Nurhasan menyatakan bahwa dirinya terinfeksi pada 7 Agustus lalu. Dia mengaku saat itu mengalami hal yang luar biasa. ”Perut mual-mual, sendi sakit, dan panasnya mencapai 39,8 derajat Celsius,” katanya mengenang.

Dia merupakan salah seorang napi yang positif Covid disertai gejala sakit. Nurhasan menyatakan, saat itu warga binaan yang diisolasi khawatir. Ada yang takut mati karena virus korona. ”Saya juga takut (mati) karena kondisi saya yang parah,” ucapnya dalam testimoni seusai sembuh dari Covid.

Namun, ketakutan Nurhasan sirna kala mendapat perawatan intensif dari tim medis. Penanganan terhadapnya sangat cepat. Bahkan, dia ditempatkan di ruang isolasi khusus yang dipantau dengan ketat.

Berkat kesigapan petugas itulah, Nurhasan bisa pulih. Selain itu, semangat untuk sembuh yang kuat membuatnya bisa bertahan sampai sekarang. ”Harus positive thinking. Harus semangat,” katanya.

Semangat untuk sembuh merupakan modal besar bagi pasien positif Covid. Nurhasan berpesan kepada warga binaan yang kini menjalani isolasi gelombang kedua untuk memiliki pikiran positif. Menjalani isolasi tanpa merasa terbebani. Mereka juga tidak perlu resah. Sebab, hal itu dapat merusak imunitas. ”Imun harus dijaga,” ucap napi yang sudah menjalani hukuman lebih dari sepuluh tahun itu.

Para warga binaan diminta untuk disiplin sesuai dengan anjuran tim medis di lapas. Terutama disiplin melaksanakan protokol kesehatan. ”Alhamdulillah, 57 yang diisolasi sembuh semua,” ujarnya.

Kasi Perawatan Lapas Kelas I Surabaya Prayogo Mubarak menyatakan bahwa selama mengisolasi para napi, tim medis menghadapi dilema. Terutama saat harus merujuk pasien bergejala. Hal itu dialami saat Nurhasan sakit dan gejalanya parah.

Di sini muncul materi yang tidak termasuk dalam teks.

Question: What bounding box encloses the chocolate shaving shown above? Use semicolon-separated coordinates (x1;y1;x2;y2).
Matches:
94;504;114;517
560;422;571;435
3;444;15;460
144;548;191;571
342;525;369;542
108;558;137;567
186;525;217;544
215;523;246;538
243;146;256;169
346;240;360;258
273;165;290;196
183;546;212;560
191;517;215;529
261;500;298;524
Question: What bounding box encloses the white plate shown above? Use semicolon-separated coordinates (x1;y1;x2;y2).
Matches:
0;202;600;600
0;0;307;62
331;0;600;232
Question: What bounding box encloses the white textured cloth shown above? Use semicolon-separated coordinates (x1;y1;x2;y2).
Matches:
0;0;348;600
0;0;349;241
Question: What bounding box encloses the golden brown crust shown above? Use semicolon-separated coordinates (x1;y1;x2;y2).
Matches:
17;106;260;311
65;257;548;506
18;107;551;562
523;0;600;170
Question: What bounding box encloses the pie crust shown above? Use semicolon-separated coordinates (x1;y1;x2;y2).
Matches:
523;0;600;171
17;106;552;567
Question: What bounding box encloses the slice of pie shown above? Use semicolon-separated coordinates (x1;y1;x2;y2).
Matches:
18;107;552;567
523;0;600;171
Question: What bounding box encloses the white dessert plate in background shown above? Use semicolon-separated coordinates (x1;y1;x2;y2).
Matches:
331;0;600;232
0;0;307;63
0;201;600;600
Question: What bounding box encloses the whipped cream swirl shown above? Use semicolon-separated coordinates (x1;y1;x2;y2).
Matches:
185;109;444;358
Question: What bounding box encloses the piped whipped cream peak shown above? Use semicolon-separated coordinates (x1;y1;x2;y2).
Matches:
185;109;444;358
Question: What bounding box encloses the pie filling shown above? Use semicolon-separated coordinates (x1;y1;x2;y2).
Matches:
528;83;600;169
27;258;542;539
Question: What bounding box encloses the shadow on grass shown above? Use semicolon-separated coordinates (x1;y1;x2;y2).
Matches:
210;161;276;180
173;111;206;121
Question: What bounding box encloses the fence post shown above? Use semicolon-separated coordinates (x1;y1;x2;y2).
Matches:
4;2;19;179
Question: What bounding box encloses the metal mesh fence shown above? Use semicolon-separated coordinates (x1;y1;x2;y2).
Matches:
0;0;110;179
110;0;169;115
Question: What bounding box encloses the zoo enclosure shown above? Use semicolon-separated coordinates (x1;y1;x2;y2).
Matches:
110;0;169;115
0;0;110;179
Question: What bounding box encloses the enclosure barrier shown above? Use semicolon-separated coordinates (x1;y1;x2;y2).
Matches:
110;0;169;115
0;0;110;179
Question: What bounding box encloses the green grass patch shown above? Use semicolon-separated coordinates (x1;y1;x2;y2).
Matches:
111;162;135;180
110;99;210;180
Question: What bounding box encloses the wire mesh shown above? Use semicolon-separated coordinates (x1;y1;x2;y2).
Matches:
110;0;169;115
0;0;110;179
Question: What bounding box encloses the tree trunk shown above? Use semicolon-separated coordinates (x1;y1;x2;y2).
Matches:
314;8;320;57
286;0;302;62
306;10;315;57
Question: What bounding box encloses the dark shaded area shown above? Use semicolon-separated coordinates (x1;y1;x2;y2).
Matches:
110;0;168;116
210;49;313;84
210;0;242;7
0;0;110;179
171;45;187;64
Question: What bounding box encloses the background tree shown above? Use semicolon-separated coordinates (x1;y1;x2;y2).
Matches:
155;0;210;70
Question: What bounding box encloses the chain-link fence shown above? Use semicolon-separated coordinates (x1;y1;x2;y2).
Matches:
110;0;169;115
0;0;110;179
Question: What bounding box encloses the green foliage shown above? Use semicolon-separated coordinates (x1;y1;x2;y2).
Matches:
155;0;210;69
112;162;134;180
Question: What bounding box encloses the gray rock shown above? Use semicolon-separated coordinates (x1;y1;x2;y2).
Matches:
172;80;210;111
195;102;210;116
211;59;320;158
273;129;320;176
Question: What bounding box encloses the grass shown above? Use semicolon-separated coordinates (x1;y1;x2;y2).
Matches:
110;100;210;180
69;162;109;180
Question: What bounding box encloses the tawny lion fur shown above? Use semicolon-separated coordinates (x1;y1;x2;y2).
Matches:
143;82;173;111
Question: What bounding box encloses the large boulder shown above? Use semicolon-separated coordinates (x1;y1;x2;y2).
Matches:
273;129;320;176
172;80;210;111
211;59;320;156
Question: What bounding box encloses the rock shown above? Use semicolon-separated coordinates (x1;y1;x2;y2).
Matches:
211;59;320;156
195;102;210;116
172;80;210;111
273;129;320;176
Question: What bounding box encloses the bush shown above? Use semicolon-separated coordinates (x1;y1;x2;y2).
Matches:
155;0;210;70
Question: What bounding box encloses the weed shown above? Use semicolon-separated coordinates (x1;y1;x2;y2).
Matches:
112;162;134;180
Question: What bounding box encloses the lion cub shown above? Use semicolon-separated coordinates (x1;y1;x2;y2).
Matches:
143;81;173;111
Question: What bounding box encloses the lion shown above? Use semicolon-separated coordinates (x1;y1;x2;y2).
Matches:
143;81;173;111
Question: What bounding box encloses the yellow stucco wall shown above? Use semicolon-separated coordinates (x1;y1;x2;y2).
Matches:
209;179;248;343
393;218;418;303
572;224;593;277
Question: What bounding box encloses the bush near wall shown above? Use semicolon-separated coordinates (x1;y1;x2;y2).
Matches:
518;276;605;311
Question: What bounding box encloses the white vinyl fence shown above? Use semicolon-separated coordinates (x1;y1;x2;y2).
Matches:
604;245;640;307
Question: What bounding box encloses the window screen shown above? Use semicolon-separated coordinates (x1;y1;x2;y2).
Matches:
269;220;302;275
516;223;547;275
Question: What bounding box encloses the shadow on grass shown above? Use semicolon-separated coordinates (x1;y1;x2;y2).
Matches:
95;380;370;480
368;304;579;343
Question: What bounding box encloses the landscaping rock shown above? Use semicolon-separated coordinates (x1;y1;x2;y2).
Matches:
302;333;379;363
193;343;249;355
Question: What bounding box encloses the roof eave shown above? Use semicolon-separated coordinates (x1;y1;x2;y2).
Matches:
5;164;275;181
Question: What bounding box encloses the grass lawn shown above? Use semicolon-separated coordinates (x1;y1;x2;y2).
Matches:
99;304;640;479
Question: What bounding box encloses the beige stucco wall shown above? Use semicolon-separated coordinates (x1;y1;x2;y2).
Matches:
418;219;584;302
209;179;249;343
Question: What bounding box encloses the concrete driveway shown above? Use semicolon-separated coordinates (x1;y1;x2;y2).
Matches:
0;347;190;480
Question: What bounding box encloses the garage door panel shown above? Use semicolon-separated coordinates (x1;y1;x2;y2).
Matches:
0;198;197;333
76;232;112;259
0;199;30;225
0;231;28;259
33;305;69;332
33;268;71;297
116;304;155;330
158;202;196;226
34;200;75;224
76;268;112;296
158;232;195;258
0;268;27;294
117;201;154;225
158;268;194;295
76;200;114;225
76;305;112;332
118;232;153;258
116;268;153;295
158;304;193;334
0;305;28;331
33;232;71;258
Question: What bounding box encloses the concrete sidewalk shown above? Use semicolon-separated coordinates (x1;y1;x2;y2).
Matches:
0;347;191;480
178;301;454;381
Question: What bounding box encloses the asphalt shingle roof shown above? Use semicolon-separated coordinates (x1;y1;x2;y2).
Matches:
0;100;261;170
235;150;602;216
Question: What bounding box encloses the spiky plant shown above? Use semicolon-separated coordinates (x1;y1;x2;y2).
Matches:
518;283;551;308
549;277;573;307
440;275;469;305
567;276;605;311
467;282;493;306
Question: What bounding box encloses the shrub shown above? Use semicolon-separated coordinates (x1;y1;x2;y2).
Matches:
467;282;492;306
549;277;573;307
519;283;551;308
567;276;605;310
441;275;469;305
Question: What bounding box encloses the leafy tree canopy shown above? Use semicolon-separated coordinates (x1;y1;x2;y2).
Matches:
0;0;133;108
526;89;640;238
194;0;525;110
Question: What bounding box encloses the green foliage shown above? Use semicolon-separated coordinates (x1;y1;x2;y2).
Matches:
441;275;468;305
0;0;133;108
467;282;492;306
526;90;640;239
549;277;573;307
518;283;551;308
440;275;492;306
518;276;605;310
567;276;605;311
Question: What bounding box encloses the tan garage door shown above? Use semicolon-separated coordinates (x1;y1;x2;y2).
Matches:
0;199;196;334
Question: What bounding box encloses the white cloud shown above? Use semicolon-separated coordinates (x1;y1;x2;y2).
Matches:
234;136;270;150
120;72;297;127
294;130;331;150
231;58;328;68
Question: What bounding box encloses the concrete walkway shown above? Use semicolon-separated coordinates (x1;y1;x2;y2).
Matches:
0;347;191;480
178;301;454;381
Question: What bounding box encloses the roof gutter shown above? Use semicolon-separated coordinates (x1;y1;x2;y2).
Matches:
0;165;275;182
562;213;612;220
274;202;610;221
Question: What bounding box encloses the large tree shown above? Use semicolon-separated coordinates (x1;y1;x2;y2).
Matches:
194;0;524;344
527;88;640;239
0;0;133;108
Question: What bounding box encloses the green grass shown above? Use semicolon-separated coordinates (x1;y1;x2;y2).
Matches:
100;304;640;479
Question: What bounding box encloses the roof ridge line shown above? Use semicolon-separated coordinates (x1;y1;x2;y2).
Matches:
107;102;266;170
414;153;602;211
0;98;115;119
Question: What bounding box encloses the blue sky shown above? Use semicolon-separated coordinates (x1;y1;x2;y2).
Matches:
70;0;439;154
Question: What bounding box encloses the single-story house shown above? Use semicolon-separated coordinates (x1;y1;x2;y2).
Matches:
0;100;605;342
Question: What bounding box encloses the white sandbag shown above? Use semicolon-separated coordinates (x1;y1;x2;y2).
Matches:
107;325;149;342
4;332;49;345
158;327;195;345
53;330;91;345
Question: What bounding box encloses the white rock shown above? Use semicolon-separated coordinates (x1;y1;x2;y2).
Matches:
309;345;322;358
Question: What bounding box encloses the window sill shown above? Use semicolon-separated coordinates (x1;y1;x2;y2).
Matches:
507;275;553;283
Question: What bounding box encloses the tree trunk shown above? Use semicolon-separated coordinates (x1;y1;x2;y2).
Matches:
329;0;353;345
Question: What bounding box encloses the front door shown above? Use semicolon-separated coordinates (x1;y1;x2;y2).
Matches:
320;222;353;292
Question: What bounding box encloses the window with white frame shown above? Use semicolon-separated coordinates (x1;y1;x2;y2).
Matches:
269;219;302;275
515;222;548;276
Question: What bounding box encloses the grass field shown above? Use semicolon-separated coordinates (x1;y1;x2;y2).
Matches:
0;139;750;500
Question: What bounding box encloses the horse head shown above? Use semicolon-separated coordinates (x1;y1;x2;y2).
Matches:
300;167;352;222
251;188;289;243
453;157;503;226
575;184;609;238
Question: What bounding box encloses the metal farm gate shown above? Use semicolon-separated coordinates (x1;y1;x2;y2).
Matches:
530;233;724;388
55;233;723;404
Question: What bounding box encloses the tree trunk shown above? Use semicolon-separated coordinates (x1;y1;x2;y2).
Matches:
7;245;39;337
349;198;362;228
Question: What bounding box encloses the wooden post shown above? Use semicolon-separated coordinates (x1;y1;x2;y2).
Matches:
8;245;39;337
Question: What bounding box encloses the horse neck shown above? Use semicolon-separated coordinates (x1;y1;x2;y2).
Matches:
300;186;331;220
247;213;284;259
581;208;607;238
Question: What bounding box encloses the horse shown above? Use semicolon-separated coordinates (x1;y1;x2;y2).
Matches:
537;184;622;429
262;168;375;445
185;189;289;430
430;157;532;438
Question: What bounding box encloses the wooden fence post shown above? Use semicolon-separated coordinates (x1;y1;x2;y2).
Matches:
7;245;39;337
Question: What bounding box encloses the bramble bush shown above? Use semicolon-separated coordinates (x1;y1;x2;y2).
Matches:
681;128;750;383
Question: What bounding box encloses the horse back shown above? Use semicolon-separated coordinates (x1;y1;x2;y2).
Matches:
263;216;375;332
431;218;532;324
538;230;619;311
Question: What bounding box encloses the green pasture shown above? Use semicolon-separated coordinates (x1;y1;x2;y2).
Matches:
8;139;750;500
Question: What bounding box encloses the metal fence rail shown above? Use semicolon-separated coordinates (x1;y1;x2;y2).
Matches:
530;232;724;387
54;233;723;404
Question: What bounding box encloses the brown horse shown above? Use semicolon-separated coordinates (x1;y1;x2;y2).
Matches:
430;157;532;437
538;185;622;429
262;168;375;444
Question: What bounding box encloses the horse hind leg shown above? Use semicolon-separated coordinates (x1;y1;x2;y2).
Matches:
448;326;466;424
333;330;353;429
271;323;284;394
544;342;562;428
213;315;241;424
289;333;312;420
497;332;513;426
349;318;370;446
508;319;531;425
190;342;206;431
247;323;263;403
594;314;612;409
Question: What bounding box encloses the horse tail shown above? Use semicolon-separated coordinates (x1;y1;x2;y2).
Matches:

Seharusnya, dia bisa dirujuk ke rumah sakit luar lapas. Tapi, saat itu sarana terbatas. Mobil ambulans hanya satu. Sementara itu, yang butuh rujukan dua orang. Selain Nurhasan, ada napi lain. Kondisinya juga butuh pertolongan segera. Akhirnya, Prayogo memutuskan untuk merawat Nurhasan di lapas. ”Selain karena napi satu butuh perawatan segera, status Nurhasan juga harus kami pertimbangkan,” katanya.

Sebagai terpidana dengan hukuman maksimal, Nurhasan butuh pengamanan ketat. Sementara itu, petugas lapas juga terbatas. Mereka pun merawat Nurhasan dengan maksimal. Memasangkan infus dan memantau terus perkembangannya. Sampai kondisinya membaik dan pulih.

Saat ini masih ada 47 napi yang menjalani isolasi. Kondisi mereka terus membaik. Setiap hari diberi vitamin dan susu. Agar badan tetap fit dan virus hilang.